I know this completely changes the path we were headed. In addition, I'm sure the early design reviews discussed this and the pros/cons. Just throwing around ideas based on some of the issues we crossed while developing bindings. 🤔

joperezr commented 5 years ago

I don't think we can consider this one done, in fact @JeremyKuhne just send out the PR to add IGpioController into the main library. In any case, I think we still want to keep this open as we also will eventually need a ISpiController, IPwmController and a II2cController for the same reasoning.

shaggygi commented 5 years ago

What are some of the thoughts being pondered for II2cController and ISpiController?
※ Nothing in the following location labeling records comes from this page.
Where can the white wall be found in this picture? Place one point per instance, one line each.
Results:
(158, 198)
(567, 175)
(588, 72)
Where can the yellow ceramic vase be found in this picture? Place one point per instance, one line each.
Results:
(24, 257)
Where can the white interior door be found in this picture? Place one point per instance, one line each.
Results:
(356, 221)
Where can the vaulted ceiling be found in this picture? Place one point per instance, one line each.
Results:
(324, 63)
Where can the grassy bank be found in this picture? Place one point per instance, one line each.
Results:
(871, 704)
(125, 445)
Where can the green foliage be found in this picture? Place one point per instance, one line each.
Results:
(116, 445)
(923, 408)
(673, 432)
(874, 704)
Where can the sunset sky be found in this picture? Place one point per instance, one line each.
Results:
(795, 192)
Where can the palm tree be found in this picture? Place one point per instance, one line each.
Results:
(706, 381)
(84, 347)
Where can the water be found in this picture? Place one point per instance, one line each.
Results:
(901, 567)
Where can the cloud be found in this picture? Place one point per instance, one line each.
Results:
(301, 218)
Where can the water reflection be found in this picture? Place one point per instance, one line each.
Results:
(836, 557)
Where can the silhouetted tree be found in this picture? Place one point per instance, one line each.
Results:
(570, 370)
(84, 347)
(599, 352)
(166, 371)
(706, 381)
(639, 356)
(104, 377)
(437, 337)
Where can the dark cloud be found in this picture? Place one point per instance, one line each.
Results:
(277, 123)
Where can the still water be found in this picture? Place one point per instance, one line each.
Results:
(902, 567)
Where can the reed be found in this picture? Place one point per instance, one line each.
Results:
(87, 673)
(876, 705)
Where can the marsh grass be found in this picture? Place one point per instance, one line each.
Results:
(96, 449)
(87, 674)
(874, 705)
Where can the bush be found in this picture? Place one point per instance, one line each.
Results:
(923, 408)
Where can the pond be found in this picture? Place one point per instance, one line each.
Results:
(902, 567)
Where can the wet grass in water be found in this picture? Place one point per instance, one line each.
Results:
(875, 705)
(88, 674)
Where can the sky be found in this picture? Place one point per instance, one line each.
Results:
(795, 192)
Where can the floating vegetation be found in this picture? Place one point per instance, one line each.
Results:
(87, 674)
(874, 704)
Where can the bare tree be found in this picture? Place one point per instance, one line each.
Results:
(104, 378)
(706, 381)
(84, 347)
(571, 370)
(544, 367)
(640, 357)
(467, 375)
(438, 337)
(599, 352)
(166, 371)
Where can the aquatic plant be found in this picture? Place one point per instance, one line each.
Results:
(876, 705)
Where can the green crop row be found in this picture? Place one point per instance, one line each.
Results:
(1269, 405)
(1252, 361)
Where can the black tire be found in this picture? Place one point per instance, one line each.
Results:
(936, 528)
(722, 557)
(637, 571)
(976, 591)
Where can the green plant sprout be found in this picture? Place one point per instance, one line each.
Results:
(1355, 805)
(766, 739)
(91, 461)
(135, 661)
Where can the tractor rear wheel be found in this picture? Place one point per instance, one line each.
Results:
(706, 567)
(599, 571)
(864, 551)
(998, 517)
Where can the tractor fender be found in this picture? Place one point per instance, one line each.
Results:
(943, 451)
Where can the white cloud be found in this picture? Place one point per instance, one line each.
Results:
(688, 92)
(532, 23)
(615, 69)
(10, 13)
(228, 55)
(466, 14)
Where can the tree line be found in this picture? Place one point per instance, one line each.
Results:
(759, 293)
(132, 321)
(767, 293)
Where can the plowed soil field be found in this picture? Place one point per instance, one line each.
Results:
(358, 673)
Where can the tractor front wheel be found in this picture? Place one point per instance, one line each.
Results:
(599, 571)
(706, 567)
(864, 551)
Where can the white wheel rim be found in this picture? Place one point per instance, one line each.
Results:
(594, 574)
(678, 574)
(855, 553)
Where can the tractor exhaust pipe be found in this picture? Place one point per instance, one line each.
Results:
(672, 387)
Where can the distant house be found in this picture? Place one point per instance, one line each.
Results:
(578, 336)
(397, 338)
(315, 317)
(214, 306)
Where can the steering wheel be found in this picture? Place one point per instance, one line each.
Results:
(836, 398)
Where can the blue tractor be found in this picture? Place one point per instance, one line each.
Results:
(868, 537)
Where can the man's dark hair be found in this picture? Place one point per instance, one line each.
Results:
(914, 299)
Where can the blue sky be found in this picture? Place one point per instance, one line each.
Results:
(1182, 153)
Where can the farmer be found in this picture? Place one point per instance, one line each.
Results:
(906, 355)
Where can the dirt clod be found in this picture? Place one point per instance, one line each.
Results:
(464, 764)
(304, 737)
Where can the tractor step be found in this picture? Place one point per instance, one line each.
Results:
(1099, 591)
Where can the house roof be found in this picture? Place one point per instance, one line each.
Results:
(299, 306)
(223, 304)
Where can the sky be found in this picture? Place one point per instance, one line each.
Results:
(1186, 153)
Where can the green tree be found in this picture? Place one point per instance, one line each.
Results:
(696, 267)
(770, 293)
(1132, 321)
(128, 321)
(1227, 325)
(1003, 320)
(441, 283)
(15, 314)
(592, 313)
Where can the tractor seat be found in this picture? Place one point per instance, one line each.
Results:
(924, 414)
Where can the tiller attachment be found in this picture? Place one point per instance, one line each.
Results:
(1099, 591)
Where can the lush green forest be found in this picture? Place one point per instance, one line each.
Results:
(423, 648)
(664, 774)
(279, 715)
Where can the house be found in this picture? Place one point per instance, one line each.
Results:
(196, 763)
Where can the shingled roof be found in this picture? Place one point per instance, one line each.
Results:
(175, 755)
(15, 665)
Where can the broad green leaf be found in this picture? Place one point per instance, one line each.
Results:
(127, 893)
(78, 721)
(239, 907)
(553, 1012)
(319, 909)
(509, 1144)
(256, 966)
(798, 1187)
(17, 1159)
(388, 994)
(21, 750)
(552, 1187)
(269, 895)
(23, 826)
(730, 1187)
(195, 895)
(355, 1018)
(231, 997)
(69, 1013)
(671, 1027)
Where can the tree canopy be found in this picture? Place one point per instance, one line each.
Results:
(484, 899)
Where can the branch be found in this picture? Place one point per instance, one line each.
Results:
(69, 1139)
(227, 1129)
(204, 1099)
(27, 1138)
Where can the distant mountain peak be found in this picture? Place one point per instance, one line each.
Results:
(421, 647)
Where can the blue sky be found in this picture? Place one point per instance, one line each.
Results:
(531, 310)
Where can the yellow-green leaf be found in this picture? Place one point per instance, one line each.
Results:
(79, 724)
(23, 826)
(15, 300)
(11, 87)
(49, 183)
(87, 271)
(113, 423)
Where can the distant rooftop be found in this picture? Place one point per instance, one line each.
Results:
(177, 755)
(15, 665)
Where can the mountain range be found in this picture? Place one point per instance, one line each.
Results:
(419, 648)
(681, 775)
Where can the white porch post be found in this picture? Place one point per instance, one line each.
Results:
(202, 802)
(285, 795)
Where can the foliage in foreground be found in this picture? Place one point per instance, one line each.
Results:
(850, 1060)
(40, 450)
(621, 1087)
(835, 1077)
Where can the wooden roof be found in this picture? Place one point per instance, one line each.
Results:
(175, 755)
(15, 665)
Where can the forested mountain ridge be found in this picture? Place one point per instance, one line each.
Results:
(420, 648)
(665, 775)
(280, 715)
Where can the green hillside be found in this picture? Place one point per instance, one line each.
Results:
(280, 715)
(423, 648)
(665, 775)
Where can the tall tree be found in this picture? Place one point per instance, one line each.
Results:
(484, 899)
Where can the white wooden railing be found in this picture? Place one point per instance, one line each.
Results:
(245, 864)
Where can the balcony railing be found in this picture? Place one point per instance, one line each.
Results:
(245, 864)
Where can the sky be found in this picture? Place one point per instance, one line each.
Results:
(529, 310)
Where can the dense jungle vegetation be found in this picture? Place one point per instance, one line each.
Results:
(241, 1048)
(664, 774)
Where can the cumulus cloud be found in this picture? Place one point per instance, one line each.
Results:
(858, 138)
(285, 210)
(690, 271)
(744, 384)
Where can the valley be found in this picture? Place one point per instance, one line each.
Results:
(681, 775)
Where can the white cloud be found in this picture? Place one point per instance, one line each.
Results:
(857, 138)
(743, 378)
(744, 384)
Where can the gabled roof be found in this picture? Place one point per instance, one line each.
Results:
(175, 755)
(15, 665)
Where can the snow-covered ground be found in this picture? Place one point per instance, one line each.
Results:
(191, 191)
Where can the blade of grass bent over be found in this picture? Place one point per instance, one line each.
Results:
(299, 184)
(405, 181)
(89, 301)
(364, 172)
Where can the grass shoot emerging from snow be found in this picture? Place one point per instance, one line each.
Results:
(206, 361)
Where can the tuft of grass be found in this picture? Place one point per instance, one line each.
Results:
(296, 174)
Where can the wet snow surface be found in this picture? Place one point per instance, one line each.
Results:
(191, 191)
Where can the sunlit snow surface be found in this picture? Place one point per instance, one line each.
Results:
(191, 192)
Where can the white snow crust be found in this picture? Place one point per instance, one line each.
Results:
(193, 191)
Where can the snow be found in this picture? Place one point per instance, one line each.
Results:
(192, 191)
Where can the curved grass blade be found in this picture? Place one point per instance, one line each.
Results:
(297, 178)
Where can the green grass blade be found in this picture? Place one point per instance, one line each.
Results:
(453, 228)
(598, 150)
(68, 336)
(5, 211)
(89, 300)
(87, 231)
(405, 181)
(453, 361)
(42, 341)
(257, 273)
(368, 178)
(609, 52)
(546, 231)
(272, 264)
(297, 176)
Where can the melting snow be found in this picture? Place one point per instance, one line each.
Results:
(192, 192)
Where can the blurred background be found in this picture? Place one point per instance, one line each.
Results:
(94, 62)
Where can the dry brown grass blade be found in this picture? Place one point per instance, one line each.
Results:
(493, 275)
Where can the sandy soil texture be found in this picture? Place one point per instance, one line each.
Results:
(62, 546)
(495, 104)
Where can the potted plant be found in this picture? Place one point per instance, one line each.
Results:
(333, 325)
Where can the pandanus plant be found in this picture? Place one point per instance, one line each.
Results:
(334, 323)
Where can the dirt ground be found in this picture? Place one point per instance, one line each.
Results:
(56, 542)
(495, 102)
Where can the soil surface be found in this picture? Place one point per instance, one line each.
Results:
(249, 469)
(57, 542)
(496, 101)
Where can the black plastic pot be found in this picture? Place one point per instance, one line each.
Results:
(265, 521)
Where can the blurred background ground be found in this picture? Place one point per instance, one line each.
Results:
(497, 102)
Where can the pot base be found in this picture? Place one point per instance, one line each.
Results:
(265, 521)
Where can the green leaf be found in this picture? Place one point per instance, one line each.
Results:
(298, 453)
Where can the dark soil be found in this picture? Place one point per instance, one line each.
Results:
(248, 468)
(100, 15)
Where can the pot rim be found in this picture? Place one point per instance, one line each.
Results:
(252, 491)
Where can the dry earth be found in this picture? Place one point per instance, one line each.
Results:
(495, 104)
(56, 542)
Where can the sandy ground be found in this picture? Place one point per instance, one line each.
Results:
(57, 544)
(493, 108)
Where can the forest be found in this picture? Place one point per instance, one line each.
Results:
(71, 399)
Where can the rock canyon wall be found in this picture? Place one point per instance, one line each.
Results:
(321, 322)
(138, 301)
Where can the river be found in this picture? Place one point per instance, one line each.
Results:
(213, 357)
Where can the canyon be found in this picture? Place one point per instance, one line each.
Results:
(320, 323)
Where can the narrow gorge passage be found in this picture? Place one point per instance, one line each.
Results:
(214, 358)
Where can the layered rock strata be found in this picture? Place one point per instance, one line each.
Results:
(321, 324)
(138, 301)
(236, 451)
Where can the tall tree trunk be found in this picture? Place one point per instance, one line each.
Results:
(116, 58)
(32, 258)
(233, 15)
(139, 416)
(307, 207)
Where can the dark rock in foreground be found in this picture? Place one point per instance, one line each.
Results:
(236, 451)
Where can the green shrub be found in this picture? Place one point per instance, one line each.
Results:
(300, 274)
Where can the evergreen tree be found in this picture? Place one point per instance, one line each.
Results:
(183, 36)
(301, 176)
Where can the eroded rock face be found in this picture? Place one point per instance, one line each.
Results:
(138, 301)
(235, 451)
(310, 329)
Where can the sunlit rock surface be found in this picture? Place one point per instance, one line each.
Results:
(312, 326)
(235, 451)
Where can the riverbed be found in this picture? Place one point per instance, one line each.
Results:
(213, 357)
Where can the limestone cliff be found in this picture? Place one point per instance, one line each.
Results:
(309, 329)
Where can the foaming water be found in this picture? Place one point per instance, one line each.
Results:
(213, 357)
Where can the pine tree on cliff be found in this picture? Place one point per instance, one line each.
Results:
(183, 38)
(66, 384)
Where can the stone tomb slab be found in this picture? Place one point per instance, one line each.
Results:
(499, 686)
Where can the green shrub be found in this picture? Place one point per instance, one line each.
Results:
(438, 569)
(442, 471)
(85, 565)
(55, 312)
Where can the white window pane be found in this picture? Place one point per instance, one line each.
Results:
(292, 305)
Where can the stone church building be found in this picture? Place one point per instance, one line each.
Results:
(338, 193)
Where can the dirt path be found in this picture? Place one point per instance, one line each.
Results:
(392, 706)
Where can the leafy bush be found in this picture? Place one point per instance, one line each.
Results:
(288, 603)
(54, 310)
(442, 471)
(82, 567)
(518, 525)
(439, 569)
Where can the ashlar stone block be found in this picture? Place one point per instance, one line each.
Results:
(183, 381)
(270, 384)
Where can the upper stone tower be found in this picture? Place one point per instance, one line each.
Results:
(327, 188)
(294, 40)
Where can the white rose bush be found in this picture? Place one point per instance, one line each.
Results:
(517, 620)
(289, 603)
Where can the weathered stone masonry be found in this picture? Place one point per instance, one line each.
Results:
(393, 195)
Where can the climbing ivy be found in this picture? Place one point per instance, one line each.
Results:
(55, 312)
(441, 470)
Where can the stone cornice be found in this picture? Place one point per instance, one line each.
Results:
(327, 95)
joperezr commented 5 years ago

Apparently just as there are devices such as the MCP Gpio extenders, there are also I2c bus extenders. According to @JeremyKuhne they work basically like a switch that you communicate to through I2c, which is connected to 3 virtual I2c buses. With these type of devices, you can have multiple devices of the same type (which would have the same I2c Address) on the same I2c bus since you have this extra layer of the expander in which you can switch and pick to which one you want to talk to. There seems to be similar types of devices for SPI as well.

krwq commented 5 years ago

This thread is very long and I'm not sure what the work is (currently bulk changing the milestone) - @JeremyKuhne is this something we plan to do for 3.0?

joperezr commented 5 years ago

The idea that this issue is tracking, is that just as @JeremyKuhne added the IGpioController interface, we want similar type of interfaces for our other protocols (I2c, Spi, and Pwm). I don't think that it is a feature that should block release, but it is definitely a nice-to-have, specially now that we are getting a lot of bindings that support those protocols added.

shaggygi commented 5 years ago

Referencing #456

shaggygi commented 5 years ago

We now have IGpioController and IPwmController in the APIs. I'm going to go ahead and close this since we have other issues opened for other types. See the following for details.